As línguas e as identidades culturais têm o poder de aproximar ou separar populações. Nossa maior familiaridade com as línguas latinas, assim como o francês e o inglês, nos permite – até por nossas heranças coloniais – estabelecer trocas, valorizar o diferente, apreciar aquilo que não nos é comum. Mas o contrário também é verdade: nossa distância do mundo oriental, da cultura muçulmana, das tradições dos povos do Oriente Médio, por exemplo, permitiu leituras distorcidas dos processos históricos destes países, criando antagonismos que Samuel Huntington, cientista social estadunidense, identificou nos anos 1990 como “choque de civilizações”. Do discurso neocolonial, baseado na tônica da supremacia branca, as potências ocidentais evoluíram para uma ideia de confrontação mundial entre “o bem e o mal”, entre línguas e identidades que estariam se opondo, criando riscos que precisam ser enfrentados, mesmo que para isso seja necessária a guerra.
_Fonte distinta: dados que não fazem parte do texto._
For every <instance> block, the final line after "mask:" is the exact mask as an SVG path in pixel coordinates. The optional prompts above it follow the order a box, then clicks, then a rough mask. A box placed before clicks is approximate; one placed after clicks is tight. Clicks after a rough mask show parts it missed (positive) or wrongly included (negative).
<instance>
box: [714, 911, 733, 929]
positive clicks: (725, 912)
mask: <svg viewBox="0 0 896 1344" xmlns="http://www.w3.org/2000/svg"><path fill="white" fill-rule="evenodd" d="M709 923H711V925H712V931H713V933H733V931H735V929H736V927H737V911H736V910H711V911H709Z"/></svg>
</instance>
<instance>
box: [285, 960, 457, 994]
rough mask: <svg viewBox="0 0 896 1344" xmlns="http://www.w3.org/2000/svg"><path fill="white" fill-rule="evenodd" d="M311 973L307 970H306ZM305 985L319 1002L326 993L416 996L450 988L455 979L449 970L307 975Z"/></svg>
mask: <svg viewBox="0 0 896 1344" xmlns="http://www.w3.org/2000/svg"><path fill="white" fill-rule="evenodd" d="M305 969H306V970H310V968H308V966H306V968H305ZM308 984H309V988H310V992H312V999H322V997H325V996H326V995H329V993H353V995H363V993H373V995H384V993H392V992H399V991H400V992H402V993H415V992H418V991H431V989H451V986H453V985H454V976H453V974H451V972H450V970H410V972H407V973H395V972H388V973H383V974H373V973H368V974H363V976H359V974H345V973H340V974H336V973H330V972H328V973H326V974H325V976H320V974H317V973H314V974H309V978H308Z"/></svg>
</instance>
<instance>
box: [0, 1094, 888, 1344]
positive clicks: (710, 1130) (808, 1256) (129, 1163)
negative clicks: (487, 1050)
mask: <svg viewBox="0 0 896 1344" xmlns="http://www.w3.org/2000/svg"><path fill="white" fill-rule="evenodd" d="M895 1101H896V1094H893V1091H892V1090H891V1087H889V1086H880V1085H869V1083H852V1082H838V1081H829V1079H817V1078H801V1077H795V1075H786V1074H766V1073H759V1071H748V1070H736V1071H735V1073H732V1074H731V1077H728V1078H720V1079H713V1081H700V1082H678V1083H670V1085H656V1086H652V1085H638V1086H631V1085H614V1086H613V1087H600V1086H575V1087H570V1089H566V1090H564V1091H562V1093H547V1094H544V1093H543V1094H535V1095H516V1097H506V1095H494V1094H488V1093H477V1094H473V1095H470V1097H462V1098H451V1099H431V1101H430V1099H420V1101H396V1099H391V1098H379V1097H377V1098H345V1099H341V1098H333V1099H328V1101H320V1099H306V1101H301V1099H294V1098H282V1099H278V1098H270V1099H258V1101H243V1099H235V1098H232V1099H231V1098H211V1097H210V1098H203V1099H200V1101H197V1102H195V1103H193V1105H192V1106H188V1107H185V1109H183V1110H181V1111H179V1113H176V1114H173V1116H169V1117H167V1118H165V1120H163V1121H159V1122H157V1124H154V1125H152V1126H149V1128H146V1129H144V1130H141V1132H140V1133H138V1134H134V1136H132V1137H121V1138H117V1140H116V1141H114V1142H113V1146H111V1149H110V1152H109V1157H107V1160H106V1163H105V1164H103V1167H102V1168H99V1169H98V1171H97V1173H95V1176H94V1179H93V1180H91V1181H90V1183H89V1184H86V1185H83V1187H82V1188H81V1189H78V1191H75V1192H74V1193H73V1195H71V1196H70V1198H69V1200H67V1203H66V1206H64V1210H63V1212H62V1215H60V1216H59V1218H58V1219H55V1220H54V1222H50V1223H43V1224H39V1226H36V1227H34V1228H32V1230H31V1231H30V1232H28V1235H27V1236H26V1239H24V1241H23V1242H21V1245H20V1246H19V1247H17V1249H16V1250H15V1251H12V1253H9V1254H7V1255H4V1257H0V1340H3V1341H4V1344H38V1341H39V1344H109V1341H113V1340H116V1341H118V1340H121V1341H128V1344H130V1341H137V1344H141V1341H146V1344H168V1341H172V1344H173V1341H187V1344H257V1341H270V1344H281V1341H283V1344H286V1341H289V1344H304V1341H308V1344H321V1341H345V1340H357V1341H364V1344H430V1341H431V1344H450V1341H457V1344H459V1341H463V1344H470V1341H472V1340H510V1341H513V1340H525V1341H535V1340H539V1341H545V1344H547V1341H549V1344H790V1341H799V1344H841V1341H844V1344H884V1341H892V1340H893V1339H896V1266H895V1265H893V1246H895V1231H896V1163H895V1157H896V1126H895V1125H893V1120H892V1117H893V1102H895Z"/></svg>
Em um mundo globalizado, onde as comunicações são instantâneas e conectam os mais longínquos rincões do planeta, há uma tendência de se dissolverem as diferenças e de se buscar uma língua comum, capaz de permitir a comunicação entre as partes. O que aconteceria se adotássemos, por exemplo, o inglês, como língua universal? Muitos acreditam que haveria perdas culturais enormes para os povos que falam outras línguas. Outros afirmam que favoreceria enormemente o incremento dos negócios.
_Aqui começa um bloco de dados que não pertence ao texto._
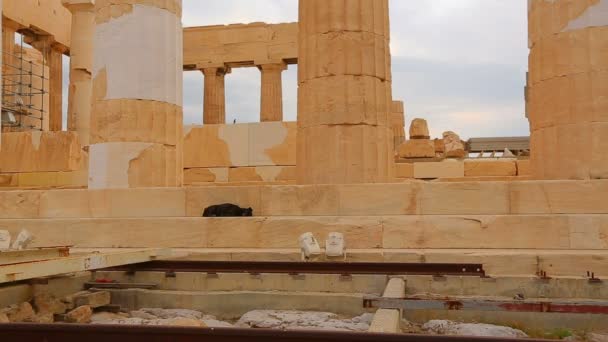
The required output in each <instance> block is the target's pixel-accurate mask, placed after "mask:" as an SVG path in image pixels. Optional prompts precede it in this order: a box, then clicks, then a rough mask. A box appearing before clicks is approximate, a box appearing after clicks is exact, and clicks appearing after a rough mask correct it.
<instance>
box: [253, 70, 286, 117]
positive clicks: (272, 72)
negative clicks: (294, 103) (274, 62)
mask: <svg viewBox="0 0 608 342" xmlns="http://www.w3.org/2000/svg"><path fill="white" fill-rule="evenodd" d="M258 68H259V69H260V71H261V72H262V87H261V88H262V91H261V93H262V94H261V101H260V121H262V122H266V121H283V81H282V73H283V71H284V70H286V69H287V65H286V64H285V63H273V64H262V65H259V66H258Z"/></svg>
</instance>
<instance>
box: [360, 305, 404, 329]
mask: <svg viewBox="0 0 608 342" xmlns="http://www.w3.org/2000/svg"><path fill="white" fill-rule="evenodd" d="M368 332H370V333H382V334H397V333H400V332H401V313H400V312H399V310H389V309H379V310H378V311H376V314H375V315H374V320H373V321H372V324H371V326H370V327H369V330H368Z"/></svg>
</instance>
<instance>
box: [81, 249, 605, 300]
mask: <svg viewBox="0 0 608 342" xmlns="http://www.w3.org/2000/svg"><path fill="white" fill-rule="evenodd" d="M195 253H196V252H195ZM199 255H200V254H199ZM93 277H94V278H96V279H110V280H113V281H116V282H119V283H124V284H129V283H152V284H156V285H157V288H156V289H157V290H162V291H202V292H211V291H288V292H327V293H367V294H373V295H376V296H384V297H386V289H387V288H389V287H390V284H391V282H395V281H397V282H398V283H400V285H401V284H404V283H405V286H406V289H405V292H404V290H403V288H402V287H400V286H399V287H398V290H399V291H398V292H397V293H396V294H397V295H396V296H395V297H394V298H403V297H404V296H413V295H416V294H435V295H442V296H477V297H505V298H508V299H513V297H514V296H515V295H517V294H523V295H524V297H525V298H560V299H581V298H585V299H608V287H607V286H590V284H589V282H588V281H587V280H586V279H582V278H580V277H559V278H552V279H547V280H544V281H539V279H538V277H536V276H533V275H530V276H497V277H462V276H449V275H448V276H444V277H435V276H430V275H407V276H388V275H380V274H378V275H362V274H352V275H350V276H349V277H344V276H343V275H341V274H298V275H289V274H275V273H262V274H256V275H251V274H249V273H217V274H213V275H208V274H207V273H205V272H200V273H195V272H175V273H174V274H172V275H171V277H167V274H166V273H165V272H135V273H133V274H130V273H126V272H121V271H97V272H95V274H94V276H93ZM389 280H390V282H389ZM383 292H384V293H383Z"/></svg>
O tema das línguas e das identidades é cada vez mais importante em uma época na qual os fundamentalismos de todo o tipo se multiplicam. Reconhecer o aporte original que toda a cultura oferece para a evolução da humanidade é condição para convivermos de forma solidária em um planeta que se torna a cada dia menor, seja pela facilidade das comunicações, seja pela facilidade das viagens, seja pelos processos de integração regional e econômica.